In der Vergangenheit gab es bereits mehrere Anläufe, sich dieses Themas Rahmenfristen beim SGB II anzunehmen. Ich habe bei der Arbeits- und Sozialministerkonferenz im November 2011 diesem Antrag, der eine Anhebung der Rahmenfrist von 24 auf 36 Monate forderte, was Sie ja auch ansprechen, zugestimmt. Dieser Versuch oder Prozess ist gescheitert. Wir haben jedenfalls damals keine Mehrheit gefunden.

Einen zweiten Versuch der Länder, das Problem differenziert zu lösen, gab es ja Mitte letzten Jahres. Das lief leider auch ins Leere. Deshalb gehe ich jetzt mal wirklich davon aus, dass wir in dieser Wahlperiode über den Bundesrat in der Zeit bis zur Bundestagswahl von der Bundesregierung nicht erwarten können, dass da noch mal Änderungen passieren. Deshalb denke ich, da muss man am Ball bleiben.

Zu den Punkten der GRÜNEN. Das wäre jetzt zu umfangreich, um dazu Stellung zu nehmen. Da bitte ich um Verständnis.

Wenn wir tatsächlich die Chance haben, im Ausschuss zu reden - - Dabei geht es um noch mehrere Dinge, die immer mitberedet werden müssen, die ich auch ein bisschen differenziert sehe. Aber das würde hier zu lange dauern, weil es doch um Probleme geht, die man eingehender bereden sollte.

(Zustimmung bei der SPD)

Von daher ist es mit Sicherheit richtig, im Ausschuss darüber zu reden.

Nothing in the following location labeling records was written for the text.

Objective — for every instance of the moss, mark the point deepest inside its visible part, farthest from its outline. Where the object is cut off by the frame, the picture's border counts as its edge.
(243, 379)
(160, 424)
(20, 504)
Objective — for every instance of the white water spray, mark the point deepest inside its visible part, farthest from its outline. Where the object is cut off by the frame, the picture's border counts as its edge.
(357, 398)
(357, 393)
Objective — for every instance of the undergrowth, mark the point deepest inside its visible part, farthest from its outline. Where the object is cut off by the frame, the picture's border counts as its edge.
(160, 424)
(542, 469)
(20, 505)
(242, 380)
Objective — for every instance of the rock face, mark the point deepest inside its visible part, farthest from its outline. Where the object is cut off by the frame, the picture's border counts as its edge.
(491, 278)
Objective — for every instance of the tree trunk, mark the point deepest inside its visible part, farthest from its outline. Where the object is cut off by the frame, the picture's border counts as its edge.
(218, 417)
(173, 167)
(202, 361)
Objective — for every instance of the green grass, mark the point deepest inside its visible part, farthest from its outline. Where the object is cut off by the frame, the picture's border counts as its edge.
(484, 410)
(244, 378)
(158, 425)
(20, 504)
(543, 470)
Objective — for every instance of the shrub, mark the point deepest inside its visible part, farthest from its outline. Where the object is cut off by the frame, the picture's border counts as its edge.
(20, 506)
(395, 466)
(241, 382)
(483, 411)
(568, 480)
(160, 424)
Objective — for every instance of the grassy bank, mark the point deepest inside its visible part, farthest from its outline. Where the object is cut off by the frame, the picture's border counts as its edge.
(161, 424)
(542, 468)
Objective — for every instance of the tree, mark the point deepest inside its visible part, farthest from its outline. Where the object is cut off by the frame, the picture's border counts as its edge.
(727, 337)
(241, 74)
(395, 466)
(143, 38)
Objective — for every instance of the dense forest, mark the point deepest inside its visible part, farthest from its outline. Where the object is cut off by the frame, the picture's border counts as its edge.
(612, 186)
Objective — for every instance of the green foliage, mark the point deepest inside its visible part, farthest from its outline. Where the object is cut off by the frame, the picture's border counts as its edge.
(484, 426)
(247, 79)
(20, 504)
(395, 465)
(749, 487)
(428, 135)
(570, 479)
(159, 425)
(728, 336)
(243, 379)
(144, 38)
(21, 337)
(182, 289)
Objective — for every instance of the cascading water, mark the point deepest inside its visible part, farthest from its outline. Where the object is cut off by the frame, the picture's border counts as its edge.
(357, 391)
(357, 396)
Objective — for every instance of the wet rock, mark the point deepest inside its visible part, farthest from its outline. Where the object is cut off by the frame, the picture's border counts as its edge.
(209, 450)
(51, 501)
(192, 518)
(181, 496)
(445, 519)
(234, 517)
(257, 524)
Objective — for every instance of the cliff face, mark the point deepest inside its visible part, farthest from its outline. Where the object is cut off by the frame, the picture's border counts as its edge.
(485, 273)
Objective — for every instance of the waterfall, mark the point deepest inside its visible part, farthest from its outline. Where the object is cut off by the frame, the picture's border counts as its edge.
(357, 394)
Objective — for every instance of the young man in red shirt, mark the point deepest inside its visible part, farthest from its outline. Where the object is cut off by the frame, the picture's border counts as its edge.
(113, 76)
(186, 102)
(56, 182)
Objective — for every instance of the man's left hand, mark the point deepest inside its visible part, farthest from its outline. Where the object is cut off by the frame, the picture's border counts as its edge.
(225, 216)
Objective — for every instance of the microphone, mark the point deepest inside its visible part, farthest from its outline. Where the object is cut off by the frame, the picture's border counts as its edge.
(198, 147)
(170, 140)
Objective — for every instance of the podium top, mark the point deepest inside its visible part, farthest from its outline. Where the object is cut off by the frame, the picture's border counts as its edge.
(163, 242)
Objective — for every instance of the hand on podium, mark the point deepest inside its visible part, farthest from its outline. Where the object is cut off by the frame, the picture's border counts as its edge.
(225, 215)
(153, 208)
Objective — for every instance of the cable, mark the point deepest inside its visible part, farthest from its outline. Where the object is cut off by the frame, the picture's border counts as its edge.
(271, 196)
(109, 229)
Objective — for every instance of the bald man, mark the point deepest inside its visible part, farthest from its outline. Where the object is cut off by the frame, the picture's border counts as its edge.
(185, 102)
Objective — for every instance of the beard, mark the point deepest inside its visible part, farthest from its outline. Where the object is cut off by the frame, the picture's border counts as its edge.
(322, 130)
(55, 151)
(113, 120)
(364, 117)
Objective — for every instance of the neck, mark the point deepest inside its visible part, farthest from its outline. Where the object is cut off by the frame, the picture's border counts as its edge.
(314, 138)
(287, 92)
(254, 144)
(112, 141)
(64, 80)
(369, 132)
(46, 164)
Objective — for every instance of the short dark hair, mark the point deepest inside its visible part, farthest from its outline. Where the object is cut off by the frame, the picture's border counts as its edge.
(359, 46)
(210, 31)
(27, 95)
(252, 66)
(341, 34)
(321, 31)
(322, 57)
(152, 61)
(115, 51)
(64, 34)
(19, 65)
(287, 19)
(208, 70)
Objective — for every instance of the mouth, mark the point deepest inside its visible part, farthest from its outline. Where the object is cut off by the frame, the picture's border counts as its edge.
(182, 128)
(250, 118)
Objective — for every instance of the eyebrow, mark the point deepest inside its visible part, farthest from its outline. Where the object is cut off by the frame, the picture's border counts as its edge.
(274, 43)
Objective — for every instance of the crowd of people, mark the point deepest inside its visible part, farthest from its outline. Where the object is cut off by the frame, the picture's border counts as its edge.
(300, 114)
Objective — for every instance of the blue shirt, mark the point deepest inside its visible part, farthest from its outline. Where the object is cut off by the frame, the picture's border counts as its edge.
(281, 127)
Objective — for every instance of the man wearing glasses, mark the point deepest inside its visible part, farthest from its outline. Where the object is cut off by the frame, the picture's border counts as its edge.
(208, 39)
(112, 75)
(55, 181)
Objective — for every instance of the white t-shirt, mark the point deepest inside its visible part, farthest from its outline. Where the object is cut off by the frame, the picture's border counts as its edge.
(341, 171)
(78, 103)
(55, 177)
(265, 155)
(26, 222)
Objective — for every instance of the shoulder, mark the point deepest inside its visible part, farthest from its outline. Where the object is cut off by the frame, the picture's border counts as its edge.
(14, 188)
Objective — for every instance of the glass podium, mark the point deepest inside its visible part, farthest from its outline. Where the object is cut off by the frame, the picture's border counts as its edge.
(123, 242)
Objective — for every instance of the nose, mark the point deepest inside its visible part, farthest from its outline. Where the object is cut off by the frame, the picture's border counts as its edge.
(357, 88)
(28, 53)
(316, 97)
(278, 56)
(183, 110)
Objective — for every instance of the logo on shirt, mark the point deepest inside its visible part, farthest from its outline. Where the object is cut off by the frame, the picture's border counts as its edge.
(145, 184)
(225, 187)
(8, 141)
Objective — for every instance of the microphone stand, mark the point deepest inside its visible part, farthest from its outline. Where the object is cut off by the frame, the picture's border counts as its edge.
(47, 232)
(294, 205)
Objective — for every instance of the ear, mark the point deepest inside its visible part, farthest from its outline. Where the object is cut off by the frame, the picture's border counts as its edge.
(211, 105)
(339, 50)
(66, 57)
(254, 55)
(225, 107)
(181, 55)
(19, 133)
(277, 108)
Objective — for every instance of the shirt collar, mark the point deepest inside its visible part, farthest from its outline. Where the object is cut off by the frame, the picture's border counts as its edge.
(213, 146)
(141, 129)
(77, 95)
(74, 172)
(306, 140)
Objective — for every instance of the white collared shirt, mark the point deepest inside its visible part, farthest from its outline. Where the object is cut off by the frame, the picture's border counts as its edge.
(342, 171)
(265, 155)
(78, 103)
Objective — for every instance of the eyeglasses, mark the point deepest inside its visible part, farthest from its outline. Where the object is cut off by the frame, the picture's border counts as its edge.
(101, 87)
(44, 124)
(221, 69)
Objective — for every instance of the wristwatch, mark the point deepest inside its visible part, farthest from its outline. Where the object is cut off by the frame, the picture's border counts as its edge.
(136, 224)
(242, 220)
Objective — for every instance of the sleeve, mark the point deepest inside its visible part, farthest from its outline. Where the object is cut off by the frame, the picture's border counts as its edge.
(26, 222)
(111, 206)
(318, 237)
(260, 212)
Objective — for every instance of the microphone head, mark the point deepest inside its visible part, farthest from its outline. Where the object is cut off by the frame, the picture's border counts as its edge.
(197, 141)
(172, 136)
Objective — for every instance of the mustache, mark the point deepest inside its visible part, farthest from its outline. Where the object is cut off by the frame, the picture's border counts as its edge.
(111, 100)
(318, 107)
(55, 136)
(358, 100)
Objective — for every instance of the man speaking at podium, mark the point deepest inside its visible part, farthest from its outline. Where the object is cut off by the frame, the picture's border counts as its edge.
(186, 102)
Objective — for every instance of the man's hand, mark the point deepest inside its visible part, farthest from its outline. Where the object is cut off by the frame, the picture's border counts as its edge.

Interessant finde ich noch - das meine ich jetzt nicht als Vorwurf, sondern eher als eine Chance -, ob von den Ländern, wo GRÜNE jetzt auch mitregieren oder die Regierung selbst stellen, so ein Antrag in den Bundesrat hineinkommt. In den Fachgremien des Bundesrates kann ich als Fachminister das ja immer unterstützen. Wenn es nachher um die Bundesratsendabstimmung geht, muss man sich natürlich mit dem Kabinett kurzschließen. Insofern ist das Thema hier erst mal richtig platziert. - Danke schön.

(Herr Borgwardt, CDU: Das ist doch genau der Grund, warum die LINKE den Antrag stellt, Herr Bischoff, dass sie das ausein- anderdividieren wollen!)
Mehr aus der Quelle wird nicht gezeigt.